Biomasse : un développement modéré malgré des perspectives séduisantes
Présentée comme une alternative aux énergies fossiles, la biomasse est une source d’énergie essentielle pour l’atteinte des objectifs environnementaux européens. Où en est le développement de ce formidable réservoir d’énergie ? Malgré les investissements, pourquoi avons-nous le sentiment qu’elle est sous exploitée en France ?
Un atout majeur au développement durable
La biomasse représente l’ensemble des matières organiques végétales ou animales, exploitables à des fins énergétiques :
- biomasse solide : le bois brut (bois énergie) et ses dérivés (déchets de bois, paille, …)
- biomasse liquide : issue des plantes (huile colza, huile de tournesol, …)
- biogaz : issu de la méthanisation, naturelle ou industrielle.
Elle est utilisée comme source d’énergie thermique (chauffage), électrique (cogénération) et pour les biocarburants (éthanol).

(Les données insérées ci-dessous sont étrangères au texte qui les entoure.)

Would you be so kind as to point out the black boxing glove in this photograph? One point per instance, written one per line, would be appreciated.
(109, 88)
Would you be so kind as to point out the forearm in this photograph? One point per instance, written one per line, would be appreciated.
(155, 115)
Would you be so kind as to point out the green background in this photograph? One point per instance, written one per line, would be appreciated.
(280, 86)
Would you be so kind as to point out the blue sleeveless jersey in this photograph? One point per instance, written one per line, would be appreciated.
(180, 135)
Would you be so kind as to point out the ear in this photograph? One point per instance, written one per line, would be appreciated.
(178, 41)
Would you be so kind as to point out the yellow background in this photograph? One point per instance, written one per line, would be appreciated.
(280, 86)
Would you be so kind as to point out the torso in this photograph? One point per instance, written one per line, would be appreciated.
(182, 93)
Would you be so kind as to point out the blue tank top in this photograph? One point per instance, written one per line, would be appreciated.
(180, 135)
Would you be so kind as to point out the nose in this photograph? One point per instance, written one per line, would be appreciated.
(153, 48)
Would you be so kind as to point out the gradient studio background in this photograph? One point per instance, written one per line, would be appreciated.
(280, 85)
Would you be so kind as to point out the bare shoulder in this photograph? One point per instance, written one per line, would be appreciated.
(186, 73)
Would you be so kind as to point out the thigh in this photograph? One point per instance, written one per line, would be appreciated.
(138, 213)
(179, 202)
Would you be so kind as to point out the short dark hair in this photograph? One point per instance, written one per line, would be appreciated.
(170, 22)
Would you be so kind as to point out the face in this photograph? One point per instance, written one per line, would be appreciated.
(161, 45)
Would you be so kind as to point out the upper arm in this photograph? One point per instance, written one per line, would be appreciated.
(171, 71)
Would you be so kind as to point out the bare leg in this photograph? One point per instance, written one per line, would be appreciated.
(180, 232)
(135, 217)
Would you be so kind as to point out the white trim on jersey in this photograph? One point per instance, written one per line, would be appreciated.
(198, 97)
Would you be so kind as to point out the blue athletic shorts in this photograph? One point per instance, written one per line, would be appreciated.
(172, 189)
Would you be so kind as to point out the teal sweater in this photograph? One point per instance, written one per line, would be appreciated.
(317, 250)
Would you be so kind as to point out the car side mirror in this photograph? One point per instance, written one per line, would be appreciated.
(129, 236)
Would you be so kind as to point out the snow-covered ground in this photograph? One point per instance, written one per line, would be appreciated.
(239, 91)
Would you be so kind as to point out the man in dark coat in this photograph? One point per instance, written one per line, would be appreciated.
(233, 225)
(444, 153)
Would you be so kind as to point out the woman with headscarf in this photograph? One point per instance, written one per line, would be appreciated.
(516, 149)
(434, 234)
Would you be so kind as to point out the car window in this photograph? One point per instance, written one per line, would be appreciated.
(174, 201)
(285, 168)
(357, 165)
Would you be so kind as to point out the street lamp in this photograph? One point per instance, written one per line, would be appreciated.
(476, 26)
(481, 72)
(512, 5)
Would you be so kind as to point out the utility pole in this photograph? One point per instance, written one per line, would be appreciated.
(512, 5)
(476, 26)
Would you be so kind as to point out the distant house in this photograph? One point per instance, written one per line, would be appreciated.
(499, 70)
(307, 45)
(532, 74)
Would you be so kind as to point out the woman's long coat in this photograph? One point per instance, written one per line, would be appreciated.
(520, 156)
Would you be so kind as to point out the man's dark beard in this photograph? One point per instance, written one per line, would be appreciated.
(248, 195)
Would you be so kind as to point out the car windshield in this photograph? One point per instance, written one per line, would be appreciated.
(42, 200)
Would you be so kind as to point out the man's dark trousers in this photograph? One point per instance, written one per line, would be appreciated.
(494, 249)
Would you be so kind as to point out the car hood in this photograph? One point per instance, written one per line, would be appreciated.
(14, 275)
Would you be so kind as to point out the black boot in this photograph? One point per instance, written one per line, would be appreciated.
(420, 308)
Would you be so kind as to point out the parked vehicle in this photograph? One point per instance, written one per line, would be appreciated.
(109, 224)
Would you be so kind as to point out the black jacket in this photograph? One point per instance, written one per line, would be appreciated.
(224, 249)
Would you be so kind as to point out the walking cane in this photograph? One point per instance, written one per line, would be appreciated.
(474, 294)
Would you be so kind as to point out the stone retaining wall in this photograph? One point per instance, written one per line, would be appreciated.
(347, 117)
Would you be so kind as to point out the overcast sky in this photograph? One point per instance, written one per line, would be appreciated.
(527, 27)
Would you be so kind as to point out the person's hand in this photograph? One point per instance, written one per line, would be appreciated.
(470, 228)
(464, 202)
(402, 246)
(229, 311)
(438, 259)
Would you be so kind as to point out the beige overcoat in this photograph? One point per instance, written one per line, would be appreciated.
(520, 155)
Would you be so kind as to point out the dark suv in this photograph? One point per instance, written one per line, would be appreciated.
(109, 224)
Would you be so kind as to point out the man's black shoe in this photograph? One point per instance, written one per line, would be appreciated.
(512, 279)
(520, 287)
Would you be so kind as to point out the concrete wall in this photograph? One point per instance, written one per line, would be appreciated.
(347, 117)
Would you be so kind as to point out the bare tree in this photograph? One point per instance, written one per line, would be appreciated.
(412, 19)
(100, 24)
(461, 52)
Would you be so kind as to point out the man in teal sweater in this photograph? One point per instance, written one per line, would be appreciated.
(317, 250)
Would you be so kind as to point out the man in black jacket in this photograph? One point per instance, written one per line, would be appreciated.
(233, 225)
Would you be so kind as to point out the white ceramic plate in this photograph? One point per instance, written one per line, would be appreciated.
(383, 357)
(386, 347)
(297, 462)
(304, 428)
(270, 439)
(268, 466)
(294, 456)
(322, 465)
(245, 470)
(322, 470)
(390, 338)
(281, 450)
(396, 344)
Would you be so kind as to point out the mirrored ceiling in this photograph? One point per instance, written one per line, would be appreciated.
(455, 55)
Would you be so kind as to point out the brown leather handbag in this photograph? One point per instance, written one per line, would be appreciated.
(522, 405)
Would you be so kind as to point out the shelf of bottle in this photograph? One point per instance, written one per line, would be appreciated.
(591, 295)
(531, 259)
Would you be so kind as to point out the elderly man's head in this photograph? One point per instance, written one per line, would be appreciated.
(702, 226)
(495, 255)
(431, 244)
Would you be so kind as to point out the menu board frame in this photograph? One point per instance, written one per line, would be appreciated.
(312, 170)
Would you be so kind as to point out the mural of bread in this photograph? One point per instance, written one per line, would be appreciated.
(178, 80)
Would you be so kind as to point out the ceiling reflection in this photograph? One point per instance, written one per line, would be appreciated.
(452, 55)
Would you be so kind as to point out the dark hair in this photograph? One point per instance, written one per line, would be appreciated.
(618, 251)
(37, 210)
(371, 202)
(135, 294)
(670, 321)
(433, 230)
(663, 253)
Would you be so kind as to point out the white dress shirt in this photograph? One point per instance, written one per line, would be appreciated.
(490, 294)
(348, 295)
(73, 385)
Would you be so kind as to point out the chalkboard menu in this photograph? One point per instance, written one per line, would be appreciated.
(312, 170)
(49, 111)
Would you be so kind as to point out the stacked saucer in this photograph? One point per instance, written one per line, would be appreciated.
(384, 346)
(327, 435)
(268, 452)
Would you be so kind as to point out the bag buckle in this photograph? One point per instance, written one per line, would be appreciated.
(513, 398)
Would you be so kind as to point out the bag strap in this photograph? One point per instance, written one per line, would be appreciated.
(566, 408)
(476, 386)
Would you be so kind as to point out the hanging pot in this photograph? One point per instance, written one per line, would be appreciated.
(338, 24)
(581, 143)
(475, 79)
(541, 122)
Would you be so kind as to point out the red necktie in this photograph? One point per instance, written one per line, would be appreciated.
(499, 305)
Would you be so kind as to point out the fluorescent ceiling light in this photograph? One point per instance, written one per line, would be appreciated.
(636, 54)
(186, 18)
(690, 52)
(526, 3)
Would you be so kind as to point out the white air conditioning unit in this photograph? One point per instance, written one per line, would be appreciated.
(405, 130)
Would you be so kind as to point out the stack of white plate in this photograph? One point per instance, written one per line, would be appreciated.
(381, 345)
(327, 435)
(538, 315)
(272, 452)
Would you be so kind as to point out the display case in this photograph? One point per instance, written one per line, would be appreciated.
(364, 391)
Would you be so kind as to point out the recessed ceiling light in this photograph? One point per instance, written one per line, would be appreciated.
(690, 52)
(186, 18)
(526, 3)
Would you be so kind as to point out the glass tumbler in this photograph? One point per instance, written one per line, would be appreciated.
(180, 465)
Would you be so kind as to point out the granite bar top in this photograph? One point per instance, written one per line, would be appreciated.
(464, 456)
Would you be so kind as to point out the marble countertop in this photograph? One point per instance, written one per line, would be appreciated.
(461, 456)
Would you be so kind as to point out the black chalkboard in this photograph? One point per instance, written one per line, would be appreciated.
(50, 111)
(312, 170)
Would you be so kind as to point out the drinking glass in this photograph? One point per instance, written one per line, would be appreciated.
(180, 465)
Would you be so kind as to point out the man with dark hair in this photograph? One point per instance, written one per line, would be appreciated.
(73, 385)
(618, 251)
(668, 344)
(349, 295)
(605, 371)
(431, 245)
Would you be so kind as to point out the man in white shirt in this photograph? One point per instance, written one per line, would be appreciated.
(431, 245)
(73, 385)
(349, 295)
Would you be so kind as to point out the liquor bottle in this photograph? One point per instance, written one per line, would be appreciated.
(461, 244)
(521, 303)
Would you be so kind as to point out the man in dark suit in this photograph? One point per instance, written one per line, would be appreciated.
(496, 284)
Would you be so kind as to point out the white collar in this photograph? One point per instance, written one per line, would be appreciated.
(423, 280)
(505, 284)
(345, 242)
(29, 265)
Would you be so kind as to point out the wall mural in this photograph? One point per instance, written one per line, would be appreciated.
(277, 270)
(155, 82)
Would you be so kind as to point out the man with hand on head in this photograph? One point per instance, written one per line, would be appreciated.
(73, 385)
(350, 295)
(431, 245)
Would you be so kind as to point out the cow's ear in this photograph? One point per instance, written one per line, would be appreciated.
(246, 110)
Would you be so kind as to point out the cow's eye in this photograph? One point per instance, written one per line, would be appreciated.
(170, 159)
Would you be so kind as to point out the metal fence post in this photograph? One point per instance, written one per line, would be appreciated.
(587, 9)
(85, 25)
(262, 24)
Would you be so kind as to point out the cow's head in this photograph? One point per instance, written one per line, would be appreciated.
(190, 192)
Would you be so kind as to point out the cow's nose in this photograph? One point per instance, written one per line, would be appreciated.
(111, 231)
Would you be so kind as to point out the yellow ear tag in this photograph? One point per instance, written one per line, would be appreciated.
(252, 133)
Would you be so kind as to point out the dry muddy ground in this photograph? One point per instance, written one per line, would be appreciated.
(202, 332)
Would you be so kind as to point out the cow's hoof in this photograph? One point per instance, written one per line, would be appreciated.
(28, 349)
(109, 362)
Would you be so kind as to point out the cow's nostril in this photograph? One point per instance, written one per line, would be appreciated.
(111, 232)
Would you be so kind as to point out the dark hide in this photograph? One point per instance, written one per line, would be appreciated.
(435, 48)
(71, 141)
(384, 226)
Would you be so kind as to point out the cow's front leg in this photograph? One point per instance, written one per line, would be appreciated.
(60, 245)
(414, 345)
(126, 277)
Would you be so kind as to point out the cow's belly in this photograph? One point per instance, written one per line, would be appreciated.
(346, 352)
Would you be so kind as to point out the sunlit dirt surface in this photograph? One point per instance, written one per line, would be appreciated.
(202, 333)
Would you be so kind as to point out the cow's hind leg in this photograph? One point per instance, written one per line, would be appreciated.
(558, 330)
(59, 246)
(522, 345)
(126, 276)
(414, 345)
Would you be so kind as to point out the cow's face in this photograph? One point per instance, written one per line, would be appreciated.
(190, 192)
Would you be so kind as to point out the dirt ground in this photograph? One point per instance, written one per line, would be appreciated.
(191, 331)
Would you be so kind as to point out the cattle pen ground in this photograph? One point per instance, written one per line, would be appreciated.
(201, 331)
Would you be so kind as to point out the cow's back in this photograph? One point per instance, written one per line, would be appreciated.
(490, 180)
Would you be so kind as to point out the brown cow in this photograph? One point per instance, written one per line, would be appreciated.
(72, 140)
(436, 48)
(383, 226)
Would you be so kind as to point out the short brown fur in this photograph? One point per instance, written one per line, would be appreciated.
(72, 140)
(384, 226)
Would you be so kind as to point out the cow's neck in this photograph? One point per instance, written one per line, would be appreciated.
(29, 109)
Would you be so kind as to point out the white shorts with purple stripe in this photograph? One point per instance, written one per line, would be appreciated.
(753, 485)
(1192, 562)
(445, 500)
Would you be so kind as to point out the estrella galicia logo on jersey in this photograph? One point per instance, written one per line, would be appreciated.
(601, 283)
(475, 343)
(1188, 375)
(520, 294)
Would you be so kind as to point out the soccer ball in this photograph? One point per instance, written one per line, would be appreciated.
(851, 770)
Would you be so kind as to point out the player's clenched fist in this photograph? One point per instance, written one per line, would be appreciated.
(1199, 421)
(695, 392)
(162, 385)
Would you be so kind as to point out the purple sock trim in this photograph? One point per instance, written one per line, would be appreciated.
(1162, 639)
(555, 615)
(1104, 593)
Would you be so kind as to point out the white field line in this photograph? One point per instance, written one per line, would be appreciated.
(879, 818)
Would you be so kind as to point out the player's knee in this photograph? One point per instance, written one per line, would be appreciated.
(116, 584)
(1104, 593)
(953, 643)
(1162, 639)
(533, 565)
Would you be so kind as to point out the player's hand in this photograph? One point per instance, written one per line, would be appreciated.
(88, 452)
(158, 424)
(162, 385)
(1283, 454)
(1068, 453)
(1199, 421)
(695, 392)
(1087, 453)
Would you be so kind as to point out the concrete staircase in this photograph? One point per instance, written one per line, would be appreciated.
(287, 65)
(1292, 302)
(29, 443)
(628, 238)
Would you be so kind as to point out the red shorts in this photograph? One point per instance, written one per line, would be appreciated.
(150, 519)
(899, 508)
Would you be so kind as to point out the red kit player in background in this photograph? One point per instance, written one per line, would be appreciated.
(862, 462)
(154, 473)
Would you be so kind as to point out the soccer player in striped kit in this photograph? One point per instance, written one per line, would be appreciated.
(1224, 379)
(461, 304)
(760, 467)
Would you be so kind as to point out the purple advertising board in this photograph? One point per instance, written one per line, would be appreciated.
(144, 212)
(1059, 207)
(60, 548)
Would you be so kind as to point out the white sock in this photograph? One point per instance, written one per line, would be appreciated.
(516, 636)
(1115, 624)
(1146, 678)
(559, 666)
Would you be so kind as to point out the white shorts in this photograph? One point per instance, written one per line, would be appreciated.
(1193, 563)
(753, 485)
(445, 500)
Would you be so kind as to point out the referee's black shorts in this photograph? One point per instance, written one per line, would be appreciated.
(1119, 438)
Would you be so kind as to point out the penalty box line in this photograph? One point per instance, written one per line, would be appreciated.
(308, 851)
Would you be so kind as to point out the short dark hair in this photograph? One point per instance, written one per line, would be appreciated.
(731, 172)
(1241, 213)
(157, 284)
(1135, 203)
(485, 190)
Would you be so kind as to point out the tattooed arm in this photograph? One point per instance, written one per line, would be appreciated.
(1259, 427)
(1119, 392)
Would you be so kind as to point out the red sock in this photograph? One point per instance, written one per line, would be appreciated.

C’est la première source d’énergie renouvelable en France, sans risque de pénurie à plus ou moins long terme : environ 18 millions de tonnes équivalent pétrole (1) sont produites par an à partir des énergies renouvelables, dont 2/3 à partir de la biomasse. Son bilan CO2 est considéré quasi-neutre : la quantité de CO2 rejetée par l’utilisation de la biomasse (combustion, …) correspond à la quantité fixée durant la croissance des éléments organiques (arbres, plantes,…).
Un contexte favorable en France mais une utilisation contrastée
La biomasse répond à environ 4% de la demande en énergie des pays développés alors que ce taux grimpe à 40% dans les pays en développement.
Le cas de la France est des plus paradoxaux :
Sa filière bois constitue le second déficit commercial national après le pétrole bien qu’un tiers du territoire soit recouvert de forêt. Quatrième importateur mondial, elle peine à valoriser ses propres ressources en bois et produits dérivés.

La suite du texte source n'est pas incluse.